Woodhull’s Sexual Freedom Summit 2016

Woodhull’s Sexual Freedom Summit 2016 August 17, 2016

When I went to Woodhull last year, I was convinced that I stumbled into an amazing world full of some of the awesomest sex-positive people in existence. Returning this year only served to reinforce that impression.

Since I was awarded a blogger scholarship from Woodhull, I’ve made an effort to disseminate as much information about/for/from the conference as possible. That’s the main point of this post, but I’ll also note for folks who couldn’t be there, the main Twitter hashtag, #sfs16, provides a glimpse into the conference as it was happening. There are hashtags for each of the main workshop/panel topics, too (for now, you can find the hashtags listed next to each session in the schedule). At times my notes are a little thin because I was focusing on live-tweeting as much as I could!

I’ll start with the social events. I spent a lot of time reconnecting with colleagues and making new friends, and I continue to be amazed at the depth of passion and knowledge we’ve accrued in the sex-positive community. I hung out with people who work as sex therapists, doulas, sex/relationship coaches, psychologists, sex workers, dancers, activists, and more. I didn’t make it to Bedpost Confessions this year (which is a shame because of course I’m interested in the intersections of sexuality and storytelling), but I did make it to the Burlesque & Bubbles event, and I loved all the body positivity and humor I saw showcased. The awards ceremonies were also wonderful; I wasn’t familiar with the work of each person being honored with a Vicki Sexual Freedom Award, but now they’re on my radar so I’m getting to expand my sense of who’s who in this field.

For those who have never been to a sexuality conference before, I’ll note that Woodhull sets a pretty high bar. Like many progressive events, Woodhull has an accessibility policy and an etiquette policy that includes guidance for obtaining consent (even for photos and hugs and handshakes). All our name badges had a place for us to write in our gender pronouns. Many of the participants are already very sophisticated communicators with deep understandings of identity and intersectionality, and thus it felt like a really safe place to just be yourself. The hallways of the conference were filled with tables promoting sexual health and selling sex toys among other things, but everyone was very respectful and apart from listening to people talk about sexual topics, nobody was in anyone’s face with flirting or sex acts, which is a misconception that some folks seem to have about sex positivity meaning anything goes.

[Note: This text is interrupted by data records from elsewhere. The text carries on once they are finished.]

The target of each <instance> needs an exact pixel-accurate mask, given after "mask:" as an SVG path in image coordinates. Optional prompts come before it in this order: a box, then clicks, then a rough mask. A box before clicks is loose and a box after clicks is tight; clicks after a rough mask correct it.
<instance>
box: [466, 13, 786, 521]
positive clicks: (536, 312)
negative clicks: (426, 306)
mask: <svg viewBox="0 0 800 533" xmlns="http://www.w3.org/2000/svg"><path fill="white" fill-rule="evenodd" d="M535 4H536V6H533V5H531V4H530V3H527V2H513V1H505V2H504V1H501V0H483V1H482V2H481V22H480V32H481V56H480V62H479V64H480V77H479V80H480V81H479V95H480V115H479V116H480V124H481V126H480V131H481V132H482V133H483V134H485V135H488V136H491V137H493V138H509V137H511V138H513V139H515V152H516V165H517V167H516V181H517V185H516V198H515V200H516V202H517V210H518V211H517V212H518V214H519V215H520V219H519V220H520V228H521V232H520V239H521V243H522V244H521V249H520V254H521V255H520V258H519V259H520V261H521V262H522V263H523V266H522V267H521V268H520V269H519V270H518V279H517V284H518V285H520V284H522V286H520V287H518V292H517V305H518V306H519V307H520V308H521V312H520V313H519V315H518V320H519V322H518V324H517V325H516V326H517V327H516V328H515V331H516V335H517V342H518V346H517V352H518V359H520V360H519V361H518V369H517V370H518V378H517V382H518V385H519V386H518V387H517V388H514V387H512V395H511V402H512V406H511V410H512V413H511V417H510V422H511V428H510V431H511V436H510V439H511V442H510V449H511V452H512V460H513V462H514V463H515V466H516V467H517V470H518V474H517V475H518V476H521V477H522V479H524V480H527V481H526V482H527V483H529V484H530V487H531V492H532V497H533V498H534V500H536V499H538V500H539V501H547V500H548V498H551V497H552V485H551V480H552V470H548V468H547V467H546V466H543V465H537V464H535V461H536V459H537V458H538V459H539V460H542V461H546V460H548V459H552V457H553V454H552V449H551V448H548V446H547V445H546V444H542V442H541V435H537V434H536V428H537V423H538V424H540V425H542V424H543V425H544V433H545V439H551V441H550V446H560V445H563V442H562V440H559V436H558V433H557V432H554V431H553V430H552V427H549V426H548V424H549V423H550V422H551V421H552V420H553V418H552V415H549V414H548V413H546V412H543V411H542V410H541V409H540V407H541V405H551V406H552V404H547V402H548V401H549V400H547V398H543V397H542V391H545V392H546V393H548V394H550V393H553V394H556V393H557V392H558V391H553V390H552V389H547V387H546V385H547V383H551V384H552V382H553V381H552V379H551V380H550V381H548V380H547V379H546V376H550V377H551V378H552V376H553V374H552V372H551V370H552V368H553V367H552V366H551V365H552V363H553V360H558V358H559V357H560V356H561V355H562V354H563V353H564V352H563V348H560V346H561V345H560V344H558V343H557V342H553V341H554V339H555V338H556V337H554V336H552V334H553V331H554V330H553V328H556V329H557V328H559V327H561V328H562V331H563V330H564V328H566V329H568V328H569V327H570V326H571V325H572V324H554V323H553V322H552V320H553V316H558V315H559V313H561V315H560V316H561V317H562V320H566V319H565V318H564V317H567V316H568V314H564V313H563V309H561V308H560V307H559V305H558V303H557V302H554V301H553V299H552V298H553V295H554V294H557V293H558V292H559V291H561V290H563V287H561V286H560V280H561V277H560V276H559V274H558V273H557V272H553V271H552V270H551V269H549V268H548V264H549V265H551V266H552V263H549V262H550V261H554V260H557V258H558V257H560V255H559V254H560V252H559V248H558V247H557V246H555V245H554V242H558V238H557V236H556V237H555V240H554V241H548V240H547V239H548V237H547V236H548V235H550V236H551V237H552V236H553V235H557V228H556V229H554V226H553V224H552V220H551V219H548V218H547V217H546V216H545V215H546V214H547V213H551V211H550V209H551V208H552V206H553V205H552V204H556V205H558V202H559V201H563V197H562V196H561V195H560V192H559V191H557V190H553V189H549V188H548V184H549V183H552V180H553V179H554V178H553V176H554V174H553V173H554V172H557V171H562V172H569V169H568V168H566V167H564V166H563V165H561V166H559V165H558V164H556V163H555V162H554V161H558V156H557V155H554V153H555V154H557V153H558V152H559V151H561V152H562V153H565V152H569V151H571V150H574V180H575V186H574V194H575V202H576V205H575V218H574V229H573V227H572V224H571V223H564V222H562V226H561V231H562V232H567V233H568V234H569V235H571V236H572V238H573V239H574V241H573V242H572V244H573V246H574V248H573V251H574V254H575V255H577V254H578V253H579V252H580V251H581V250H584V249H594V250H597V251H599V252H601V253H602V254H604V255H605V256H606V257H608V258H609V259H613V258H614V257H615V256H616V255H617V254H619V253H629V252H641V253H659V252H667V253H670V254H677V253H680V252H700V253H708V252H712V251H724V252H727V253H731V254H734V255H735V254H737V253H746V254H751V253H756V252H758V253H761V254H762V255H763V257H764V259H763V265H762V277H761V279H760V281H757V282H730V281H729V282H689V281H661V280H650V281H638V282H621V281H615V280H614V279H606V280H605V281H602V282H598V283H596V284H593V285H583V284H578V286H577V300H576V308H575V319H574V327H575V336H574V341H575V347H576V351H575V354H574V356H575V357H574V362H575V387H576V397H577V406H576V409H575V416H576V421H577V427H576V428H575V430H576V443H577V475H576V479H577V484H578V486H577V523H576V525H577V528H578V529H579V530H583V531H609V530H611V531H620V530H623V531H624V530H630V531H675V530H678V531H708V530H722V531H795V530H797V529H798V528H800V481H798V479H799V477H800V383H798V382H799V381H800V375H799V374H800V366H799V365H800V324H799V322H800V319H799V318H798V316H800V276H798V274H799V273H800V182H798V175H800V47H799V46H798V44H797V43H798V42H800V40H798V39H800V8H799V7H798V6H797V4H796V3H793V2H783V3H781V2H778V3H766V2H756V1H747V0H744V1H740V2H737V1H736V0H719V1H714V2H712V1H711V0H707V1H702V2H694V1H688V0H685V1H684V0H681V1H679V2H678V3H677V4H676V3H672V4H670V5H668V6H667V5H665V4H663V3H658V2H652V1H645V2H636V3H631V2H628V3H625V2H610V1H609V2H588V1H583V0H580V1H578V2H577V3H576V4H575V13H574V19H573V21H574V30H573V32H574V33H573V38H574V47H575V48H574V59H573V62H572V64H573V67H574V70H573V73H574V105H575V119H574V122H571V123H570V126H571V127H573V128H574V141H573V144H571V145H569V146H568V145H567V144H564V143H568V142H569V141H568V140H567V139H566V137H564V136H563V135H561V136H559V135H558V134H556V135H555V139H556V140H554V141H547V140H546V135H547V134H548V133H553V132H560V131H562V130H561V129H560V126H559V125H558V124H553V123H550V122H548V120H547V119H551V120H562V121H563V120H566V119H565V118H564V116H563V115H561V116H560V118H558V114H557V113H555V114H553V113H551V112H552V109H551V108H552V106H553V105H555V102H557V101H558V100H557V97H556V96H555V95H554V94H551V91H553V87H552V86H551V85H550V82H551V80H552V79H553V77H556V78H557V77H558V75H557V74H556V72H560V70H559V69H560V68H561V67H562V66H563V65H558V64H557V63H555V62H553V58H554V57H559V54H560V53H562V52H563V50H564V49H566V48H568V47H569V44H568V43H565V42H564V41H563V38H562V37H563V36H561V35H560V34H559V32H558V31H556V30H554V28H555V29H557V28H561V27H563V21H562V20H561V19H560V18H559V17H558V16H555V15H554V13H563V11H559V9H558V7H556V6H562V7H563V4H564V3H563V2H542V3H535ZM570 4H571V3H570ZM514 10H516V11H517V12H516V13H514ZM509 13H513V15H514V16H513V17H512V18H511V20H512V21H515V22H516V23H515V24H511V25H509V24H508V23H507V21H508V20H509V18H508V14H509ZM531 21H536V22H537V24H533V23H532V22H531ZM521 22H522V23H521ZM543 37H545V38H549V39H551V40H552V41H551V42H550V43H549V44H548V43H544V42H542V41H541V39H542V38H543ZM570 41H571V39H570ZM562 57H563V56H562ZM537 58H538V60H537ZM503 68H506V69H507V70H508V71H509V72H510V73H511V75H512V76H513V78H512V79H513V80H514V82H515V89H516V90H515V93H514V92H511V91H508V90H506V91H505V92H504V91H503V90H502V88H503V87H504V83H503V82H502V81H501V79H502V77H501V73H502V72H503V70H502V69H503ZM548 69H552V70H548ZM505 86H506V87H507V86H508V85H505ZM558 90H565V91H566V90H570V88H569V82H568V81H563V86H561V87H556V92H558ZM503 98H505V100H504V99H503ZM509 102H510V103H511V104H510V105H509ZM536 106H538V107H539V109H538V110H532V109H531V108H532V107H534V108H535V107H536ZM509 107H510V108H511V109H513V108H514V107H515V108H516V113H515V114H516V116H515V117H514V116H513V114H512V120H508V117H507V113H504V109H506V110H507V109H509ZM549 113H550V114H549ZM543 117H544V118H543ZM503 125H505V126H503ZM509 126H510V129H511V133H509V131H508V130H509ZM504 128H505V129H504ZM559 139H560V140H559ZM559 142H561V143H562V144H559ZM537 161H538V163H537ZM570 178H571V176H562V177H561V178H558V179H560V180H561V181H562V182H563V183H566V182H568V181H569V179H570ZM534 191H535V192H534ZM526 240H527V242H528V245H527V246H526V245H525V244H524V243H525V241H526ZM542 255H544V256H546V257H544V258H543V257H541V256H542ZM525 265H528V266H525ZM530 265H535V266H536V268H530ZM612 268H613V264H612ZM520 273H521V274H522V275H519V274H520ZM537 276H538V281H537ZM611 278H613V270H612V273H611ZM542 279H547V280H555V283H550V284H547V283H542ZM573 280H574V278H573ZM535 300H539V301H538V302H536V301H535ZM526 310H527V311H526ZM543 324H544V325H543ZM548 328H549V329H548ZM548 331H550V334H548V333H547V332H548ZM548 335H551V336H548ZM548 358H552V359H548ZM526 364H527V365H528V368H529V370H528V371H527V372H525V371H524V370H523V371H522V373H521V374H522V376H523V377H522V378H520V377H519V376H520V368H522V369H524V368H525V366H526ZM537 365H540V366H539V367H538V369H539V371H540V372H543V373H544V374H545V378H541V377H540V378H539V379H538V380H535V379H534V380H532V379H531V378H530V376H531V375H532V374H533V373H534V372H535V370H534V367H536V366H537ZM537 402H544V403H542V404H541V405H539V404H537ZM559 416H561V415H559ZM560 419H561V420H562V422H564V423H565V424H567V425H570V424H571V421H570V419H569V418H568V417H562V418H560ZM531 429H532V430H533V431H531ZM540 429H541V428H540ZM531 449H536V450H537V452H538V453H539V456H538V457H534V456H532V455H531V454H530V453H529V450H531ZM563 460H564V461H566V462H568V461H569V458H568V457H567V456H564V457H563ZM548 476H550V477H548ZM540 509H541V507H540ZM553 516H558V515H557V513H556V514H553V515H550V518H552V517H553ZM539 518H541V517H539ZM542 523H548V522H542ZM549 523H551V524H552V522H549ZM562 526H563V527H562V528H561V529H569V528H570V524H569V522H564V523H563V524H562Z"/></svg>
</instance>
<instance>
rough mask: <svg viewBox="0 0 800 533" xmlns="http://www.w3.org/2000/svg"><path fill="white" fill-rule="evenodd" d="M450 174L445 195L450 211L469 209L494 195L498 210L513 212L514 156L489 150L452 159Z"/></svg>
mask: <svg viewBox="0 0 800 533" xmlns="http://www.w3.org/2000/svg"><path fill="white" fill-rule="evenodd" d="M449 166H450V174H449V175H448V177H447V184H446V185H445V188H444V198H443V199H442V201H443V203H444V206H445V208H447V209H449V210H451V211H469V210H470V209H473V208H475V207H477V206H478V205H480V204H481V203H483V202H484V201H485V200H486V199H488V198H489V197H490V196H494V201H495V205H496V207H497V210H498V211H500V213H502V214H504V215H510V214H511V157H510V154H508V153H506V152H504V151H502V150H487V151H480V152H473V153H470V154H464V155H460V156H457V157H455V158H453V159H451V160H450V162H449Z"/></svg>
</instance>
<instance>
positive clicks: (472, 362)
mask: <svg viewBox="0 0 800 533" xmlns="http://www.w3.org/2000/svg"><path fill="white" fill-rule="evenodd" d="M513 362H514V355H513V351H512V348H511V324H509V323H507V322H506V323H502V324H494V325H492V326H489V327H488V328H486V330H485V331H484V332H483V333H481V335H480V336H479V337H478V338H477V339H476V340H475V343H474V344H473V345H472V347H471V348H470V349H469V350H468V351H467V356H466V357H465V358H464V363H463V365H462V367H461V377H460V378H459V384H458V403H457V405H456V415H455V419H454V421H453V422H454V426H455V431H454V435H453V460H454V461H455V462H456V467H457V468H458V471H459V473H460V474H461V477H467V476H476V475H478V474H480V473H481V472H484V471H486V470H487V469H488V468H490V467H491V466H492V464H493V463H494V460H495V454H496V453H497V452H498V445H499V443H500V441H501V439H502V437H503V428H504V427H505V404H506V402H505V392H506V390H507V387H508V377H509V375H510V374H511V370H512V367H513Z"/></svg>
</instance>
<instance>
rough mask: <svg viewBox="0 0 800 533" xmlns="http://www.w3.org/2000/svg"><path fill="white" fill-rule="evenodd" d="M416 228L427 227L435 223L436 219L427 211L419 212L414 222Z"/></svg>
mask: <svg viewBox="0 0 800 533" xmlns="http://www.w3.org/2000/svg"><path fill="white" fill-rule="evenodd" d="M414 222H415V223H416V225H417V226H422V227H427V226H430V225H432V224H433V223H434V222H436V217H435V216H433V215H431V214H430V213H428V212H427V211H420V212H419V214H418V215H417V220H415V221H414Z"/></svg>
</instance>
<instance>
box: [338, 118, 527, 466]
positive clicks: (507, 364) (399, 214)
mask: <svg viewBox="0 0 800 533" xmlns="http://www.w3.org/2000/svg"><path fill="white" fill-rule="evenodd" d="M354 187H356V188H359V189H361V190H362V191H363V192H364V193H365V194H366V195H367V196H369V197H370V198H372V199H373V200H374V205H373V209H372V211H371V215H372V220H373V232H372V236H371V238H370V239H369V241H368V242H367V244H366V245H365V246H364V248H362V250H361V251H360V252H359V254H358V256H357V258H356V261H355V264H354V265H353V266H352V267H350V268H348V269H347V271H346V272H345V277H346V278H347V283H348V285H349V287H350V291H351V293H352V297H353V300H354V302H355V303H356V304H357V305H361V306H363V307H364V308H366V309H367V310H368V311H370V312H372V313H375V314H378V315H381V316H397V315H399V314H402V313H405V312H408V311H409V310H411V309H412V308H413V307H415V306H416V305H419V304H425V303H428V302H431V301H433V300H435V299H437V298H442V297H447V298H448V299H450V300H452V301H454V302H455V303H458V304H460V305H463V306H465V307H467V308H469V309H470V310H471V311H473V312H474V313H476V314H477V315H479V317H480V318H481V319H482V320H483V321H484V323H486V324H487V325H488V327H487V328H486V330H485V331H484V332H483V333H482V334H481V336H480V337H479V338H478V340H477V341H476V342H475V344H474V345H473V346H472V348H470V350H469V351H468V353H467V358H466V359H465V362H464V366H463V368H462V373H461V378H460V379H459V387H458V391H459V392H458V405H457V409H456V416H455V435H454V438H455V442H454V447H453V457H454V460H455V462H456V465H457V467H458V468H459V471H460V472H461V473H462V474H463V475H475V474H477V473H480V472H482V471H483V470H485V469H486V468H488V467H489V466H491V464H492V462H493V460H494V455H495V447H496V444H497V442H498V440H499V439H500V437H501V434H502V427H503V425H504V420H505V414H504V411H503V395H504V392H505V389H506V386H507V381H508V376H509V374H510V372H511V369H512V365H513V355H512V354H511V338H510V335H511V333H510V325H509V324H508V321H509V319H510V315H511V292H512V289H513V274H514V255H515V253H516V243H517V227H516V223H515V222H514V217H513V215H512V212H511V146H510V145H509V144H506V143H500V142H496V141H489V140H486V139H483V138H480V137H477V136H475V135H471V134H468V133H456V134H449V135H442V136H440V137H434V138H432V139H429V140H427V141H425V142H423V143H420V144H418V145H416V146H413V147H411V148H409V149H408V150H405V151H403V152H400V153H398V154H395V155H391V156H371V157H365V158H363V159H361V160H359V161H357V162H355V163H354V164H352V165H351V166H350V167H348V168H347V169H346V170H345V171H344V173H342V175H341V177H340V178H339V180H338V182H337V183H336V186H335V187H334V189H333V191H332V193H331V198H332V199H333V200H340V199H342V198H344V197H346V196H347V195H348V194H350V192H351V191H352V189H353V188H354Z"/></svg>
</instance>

One important event was the keynote presented by 3 members of WoCSHN, the Women of Color Sexual Health Network. Aida Mandalay, Trina Scott, and Cindy Lee Alves discussed the long history of women of color battling for reproductive rights as well as more recent occurrences in the sexual health field that have ranged from inclusive to exclusive. From the erasure of POC voices in recent sex ed publications to professional conferences like AASECT, white folks in the sexuality field need to take a good hard look at ourselves to see if we’re (intentionally or not) perpetuating exclusion and erasure. The good news is, there are some fruitful partnerships to help promote and support the work of non-white sexuality professionals (you can see more at the hashtag, #SFSAction).

I’m going to cover 3 of my favorite panels in their own posts (part 1 is here; part 2 on masculinity is here), so I’ll just mention that there were other panels I didn’t make it to, but wanted to, on: microaggressions, eugenics still being a thing, masculine victims of sexual assault, decolonizing sex positivity, the experiences of sex workers, the need for military-inclusive sex-positive spaces, and diversity in the BDSM community.

For more info about the conference sessions and the conference as a whole, check out the following links:

I’m going to conclude my recap with a heartfelt message of thanks to Metis Black of the company Tantus, who once again sponsored the blogger lounge. Companies like Tantus, and organizations like Woodhull, recognize that bloggers and social media folks in general help get the word out about the very real forms of oppression occurring in the realms of sexuality, gender identity, relationship style, family, and more. Our public outreach is indispensable to the educational and activist mission of Woodhull, and it’s great to be valued for such.

Coming to Woodhull very much feels like coming home. As I wrote over at Inside Higher Ed, academe (my first career/intellectual home) isn’t very sex-positive. When I attend Woodhull, I get similar warm fuzzy feelings as when I’m at a folklore conference: I’m interacting with friends, colleagues, people who are passionate about the same things I am… but we sexuality professionals are also committed to a vision of the world that includes revolutionizing the sexual and professional boundaries that arbitrarily and unnecessarily hold us back.

The people at Woodhull share my dream for a more sex-positive society, and we’re all doing what we can do make it happen. Many of them, like me, identify as sex geeks or sex nerds. In short, they’re my people. Gathering so many of my people in a place where we also promote learning and tolerance is pretty much the best thing ever, and that’s why I plan on being a permanent fixture at Woodhull.